MXene-based multi-component conductive hydrogel with synergistic crosslinking networks for high-performance wearable sensors

Abstract

Conductive hydrogels, combining flexibility and electrical conductivity, show great potential in flexible electronics, wearable sensors, and smart materials. However, their practical applications remain constrained by insufficient mechanical strength, unstable sensing performance, and low structural integration. To address these challenges, we develop a highly sensitive MXene@PDA/PF127-DA/Zn²⁺ conductive hydrogel, which achieves an effective balance between mechanical strength and sensing performance through the synergistic effect of multiple components. MXene nanosheets serve as the primary conductive framework, while the polydopamine coating effectively enhances its dispersibility and interfacial adhesion.
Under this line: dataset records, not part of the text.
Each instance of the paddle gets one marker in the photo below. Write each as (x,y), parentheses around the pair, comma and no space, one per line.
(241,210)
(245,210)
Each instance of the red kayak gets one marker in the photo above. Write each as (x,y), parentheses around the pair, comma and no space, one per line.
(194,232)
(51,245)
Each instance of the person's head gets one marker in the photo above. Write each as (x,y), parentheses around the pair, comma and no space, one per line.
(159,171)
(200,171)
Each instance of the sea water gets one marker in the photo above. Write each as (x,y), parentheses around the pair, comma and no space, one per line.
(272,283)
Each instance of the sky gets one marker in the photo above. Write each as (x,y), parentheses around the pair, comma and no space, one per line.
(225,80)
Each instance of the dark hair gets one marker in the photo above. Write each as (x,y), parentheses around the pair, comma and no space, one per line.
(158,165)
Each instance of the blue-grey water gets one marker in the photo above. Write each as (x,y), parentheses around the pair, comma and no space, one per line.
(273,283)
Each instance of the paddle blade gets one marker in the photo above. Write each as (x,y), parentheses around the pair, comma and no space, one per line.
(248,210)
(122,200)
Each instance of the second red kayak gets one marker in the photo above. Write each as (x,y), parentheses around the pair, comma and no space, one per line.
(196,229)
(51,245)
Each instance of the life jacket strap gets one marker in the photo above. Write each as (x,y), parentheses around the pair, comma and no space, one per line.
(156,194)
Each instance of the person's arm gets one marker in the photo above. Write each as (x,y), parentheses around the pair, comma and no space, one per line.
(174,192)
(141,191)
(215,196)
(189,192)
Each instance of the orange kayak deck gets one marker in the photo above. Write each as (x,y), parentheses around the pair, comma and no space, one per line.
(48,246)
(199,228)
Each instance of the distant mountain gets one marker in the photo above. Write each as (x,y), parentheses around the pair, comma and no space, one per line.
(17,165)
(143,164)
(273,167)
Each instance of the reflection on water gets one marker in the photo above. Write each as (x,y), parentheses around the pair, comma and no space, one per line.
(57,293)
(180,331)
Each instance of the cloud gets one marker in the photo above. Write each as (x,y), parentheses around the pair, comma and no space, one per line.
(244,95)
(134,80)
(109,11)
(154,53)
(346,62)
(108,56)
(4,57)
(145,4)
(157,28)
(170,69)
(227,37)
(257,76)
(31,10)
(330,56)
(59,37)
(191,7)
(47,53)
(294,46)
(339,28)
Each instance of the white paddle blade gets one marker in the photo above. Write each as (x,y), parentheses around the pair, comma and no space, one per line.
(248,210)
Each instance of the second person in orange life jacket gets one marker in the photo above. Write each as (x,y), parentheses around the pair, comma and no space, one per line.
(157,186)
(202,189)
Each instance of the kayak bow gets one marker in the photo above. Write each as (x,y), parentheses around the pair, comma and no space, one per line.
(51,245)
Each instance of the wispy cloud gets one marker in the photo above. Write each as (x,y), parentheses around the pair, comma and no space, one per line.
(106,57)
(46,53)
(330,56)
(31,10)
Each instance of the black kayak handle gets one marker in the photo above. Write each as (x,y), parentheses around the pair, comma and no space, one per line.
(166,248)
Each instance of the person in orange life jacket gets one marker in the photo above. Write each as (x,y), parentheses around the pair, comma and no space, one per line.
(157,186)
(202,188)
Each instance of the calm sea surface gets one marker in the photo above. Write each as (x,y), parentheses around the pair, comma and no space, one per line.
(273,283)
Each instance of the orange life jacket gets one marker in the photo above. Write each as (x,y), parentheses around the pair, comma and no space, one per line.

In addition, the double-bond modified PF127-DA can self-assemble into micelles, providing a dynamic structure that offers better elastic properties for the conductive hydrogel. Finally, the introduction of Zn²⁺ as a dynamic coordination crosslinker further enhances mechanical toughness. This collaborative design makes it possible to construct a new type of conductive hydrogel system with high mechanical strength, excellent stability, and tunable sensing performance. When attached to human skin, the conductive hydrogel can quickly respond (response time up to 0.089 s) and accurately detect subtle electrical signals associated with joint motion and muscle contraction. Furthermore, real-time signal acquisition and wireless transmission are achieved through an integrated electrochemical workstation and Bluetooth module, enabling efficient motion monitoring. This study provides a promising strategy for designing multifunctional conductive hydrogels for next-generation wearable bioelectronic devices.